A winter storm has dumped several inches of snow across the Northeast on Friday after producing more than a half-foot of snow for areas of Kentucky and Tennessee on Thursday. This snowstorm is now headed toward the Canadian Maritimes and could become North America's first "bomb cyclone" of 2022.
Localized bands of heavier snow during the Friday morning commute were producing snowfall rates between 1 and 2 inches per hour from the New York City tri-state area to southeastern New England. Most accumulations along the Interstate 95 corridor ranged from 3 to 8 inches, but parts of New England picked up a foot or more.
The highest snow totals as of Friday morning were in parts of Connecticut, northern Rhode Island and eastern Massachusetts, where 9 to 13 inches piled up since late Thursday night.
New York's Central Park had picked up 5.5 inches of snow as of 7 a.m. Eastern time Friday morning, while La Guardia Airport in Queens reported 8.4 inches of snow.
Philadelphia measured 2.9 inches of snow, with a slightly lower total of 2.6 inches recorded in Washington. Baltimore reported 3 inches of snow.

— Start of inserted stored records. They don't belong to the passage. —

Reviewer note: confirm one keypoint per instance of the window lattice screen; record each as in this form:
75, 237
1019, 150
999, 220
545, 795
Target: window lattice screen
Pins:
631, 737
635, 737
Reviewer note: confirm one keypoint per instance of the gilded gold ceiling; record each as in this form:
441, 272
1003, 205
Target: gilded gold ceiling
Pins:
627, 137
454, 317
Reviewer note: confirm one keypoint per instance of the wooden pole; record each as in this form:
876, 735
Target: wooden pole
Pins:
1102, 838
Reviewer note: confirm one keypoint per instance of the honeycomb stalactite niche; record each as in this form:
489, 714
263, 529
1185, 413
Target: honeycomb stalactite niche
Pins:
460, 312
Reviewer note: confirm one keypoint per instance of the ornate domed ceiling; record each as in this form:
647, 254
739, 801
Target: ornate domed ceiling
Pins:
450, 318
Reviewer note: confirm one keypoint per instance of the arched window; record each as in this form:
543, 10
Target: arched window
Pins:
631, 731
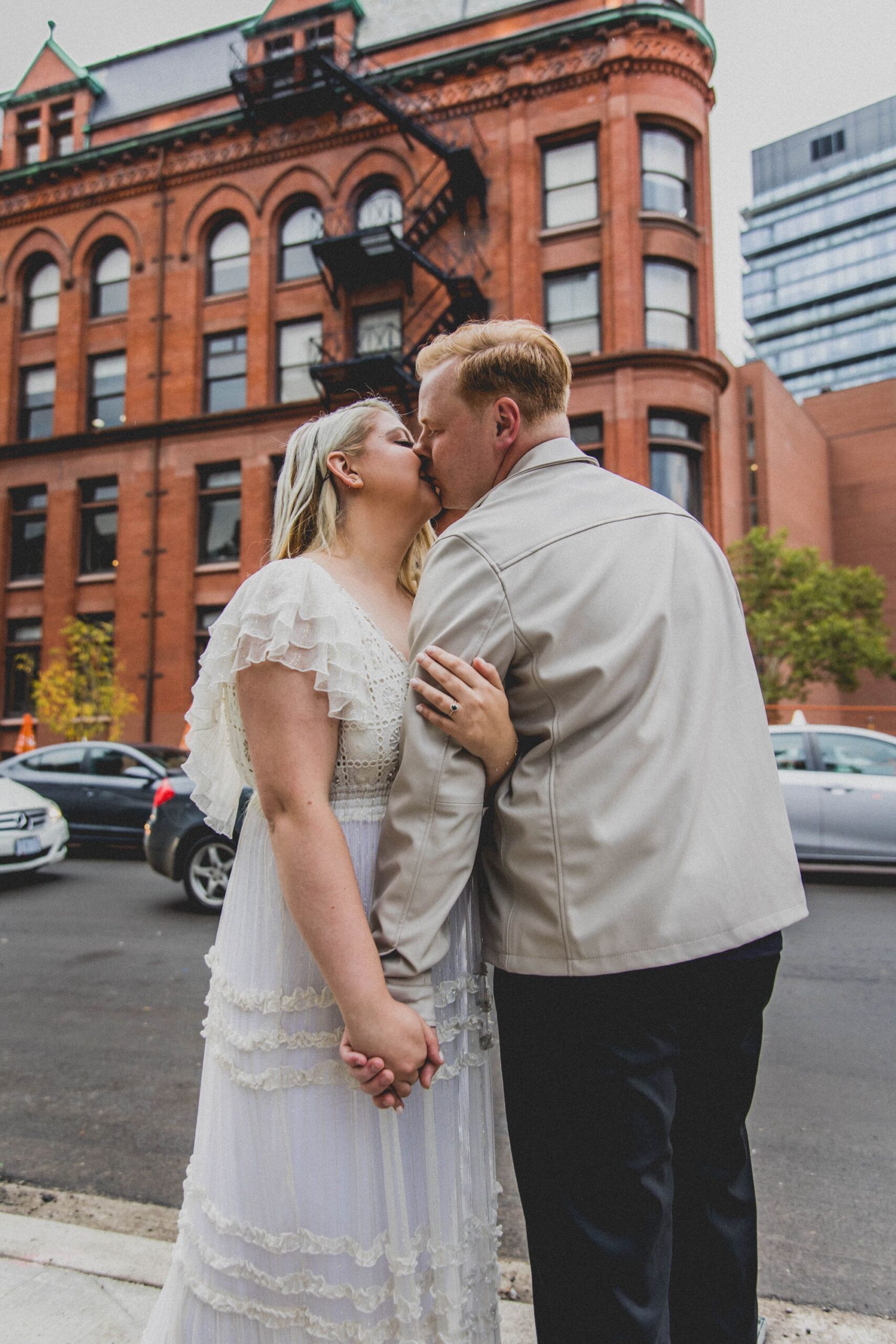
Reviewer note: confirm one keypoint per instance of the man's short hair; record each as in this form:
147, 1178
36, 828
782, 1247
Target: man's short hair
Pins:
515, 359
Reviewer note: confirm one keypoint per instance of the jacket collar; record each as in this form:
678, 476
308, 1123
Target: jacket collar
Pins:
551, 454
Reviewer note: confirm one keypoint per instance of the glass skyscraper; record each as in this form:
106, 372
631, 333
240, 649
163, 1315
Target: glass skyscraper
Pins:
820, 245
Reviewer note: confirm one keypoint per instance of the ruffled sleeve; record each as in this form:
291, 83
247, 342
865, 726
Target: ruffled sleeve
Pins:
289, 612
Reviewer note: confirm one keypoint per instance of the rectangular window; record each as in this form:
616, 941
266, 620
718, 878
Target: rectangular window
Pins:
219, 512
570, 183
587, 433
100, 526
226, 371
667, 172
62, 130
22, 666
107, 400
29, 138
37, 401
669, 306
206, 617
827, 145
676, 459
299, 346
378, 331
320, 34
276, 468
279, 46
573, 311
29, 529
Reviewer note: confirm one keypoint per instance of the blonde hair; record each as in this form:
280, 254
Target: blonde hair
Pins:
515, 359
307, 508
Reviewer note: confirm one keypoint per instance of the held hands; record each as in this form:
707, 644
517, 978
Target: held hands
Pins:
388, 1050
469, 705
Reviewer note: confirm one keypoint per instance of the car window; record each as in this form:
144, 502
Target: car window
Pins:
790, 750
171, 759
846, 753
58, 760
113, 761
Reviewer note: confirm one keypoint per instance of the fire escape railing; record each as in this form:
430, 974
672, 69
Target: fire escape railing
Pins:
311, 81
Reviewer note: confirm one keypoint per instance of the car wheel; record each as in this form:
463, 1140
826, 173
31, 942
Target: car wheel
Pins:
207, 872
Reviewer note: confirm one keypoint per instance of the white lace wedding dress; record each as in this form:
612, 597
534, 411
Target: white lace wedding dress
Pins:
308, 1214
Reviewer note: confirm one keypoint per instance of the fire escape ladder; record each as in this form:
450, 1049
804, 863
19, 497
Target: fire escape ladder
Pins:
467, 178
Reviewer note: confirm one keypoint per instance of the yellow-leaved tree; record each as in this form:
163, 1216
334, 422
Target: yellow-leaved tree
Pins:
80, 692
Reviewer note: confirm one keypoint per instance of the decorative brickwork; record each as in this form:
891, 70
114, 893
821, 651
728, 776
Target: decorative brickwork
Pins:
507, 88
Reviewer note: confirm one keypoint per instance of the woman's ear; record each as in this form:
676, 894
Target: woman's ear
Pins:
344, 471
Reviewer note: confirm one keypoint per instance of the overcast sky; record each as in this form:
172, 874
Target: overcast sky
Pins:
784, 65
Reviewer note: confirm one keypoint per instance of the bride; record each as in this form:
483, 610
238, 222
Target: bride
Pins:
307, 1211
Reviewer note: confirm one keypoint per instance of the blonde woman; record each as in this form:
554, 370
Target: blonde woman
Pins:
307, 1211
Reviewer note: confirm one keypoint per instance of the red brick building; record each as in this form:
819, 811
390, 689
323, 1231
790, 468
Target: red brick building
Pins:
203, 241
827, 472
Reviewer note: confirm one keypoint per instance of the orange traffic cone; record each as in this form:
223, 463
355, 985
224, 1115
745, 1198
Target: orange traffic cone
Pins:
26, 741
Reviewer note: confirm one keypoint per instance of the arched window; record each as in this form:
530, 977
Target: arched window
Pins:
42, 298
667, 172
382, 207
111, 277
296, 236
229, 258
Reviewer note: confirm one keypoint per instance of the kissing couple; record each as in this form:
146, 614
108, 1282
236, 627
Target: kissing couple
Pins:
577, 788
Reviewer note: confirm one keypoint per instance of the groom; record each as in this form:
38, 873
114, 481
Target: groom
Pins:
637, 860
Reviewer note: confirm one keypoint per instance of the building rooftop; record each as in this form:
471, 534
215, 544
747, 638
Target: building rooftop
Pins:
174, 71
195, 66
835, 144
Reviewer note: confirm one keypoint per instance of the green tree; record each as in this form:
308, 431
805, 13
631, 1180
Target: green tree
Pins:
80, 692
809, 620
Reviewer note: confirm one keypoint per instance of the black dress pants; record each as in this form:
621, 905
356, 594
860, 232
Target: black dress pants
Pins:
626, 1104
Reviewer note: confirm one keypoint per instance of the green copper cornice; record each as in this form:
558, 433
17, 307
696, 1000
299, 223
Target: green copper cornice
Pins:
546, 34
289, 20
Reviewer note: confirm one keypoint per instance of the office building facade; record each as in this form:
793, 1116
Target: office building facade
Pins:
820, 246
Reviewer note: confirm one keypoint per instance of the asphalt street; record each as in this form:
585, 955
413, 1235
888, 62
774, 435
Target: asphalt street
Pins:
101, 992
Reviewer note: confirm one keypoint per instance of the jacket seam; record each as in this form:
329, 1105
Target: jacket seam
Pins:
664, 947
593, 527
555, 832
441, 766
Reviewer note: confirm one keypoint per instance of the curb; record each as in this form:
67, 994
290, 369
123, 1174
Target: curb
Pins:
45, 1232
133, 1260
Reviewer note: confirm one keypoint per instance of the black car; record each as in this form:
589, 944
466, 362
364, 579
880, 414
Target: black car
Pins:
181, 846
105, 790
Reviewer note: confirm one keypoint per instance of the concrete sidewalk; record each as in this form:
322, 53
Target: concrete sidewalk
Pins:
76, 1270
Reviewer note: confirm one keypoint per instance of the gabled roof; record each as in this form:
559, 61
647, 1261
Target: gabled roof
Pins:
51, 69
199, 65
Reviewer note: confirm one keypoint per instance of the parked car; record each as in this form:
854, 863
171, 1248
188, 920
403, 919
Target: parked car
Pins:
181, 846
840, 790
33, 830
104, 790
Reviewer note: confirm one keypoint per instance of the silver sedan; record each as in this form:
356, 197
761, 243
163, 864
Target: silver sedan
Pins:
840, 788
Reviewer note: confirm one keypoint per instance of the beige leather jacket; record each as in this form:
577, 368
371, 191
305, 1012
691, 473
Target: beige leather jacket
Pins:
644, 823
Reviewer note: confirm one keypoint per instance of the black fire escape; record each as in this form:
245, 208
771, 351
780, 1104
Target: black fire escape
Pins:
308, 82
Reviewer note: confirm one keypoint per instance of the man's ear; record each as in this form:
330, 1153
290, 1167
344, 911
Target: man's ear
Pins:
343, 469
507, 423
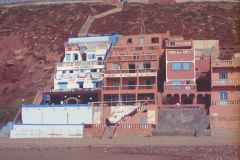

Snow has ended for the mid-Atlantic region, but parts of eastern and northern New England will continue to snowfall into Friday afternoon.
Gusty winds are also possible near the New England coast as this low-pressure system strengthens offshore.
Snowfall totals might be the heaviest for Downeast Maine because of its proximity to the strengthening low offshore.
A Blizzard Warning is even in effect for coastal Washington County in Downeast Maine because of the combination of gusty winds and heavy snowfall, which could add up to 8 to 12 inches or more by Friday night.
The winter storm will pull away from the northeastern U.S. Friday evening, bringing an end to the snow across coastal and eastern Maine by midnight or so.
However, this system could become the first "bomb cyclone" of 2022 for North America as it approaches the Canadian Maritimes Friday night into Saturday morning. In order for a system to be considered a bomb cyclone, the central atmospheric pressure has to drop 24 millibars within 24 hours.
Major travel delays reported
Travelers using interstates, airports and trains were greeted by delays on Thursday, and the travel headaches will likely continue into the start of the weekend.
FlightAware reported more than 2,200 flights were canceled on Thursday, and a similar amount had already been canceled as of Friday morning.
Snow was causing rush-hour headaches up and down the Interstate 95 corridor of the Northeast on Friday morning.
Traffic trouble spots on Friday include the I-95 corridor, I-87 in eastern New York and I-90 from Albany, New York, to Boston.
Massachusetts transportation officials said they’ll have around 2,500 snow removal and treatment vehicles working during the storm.
In addition to the roadways, delays are expected along rail lines from the mid-Atlantic into New England.
Amtrak announced modified schedules for lines along the Eastern Seaboard from Boston to Norfolk, Virginia.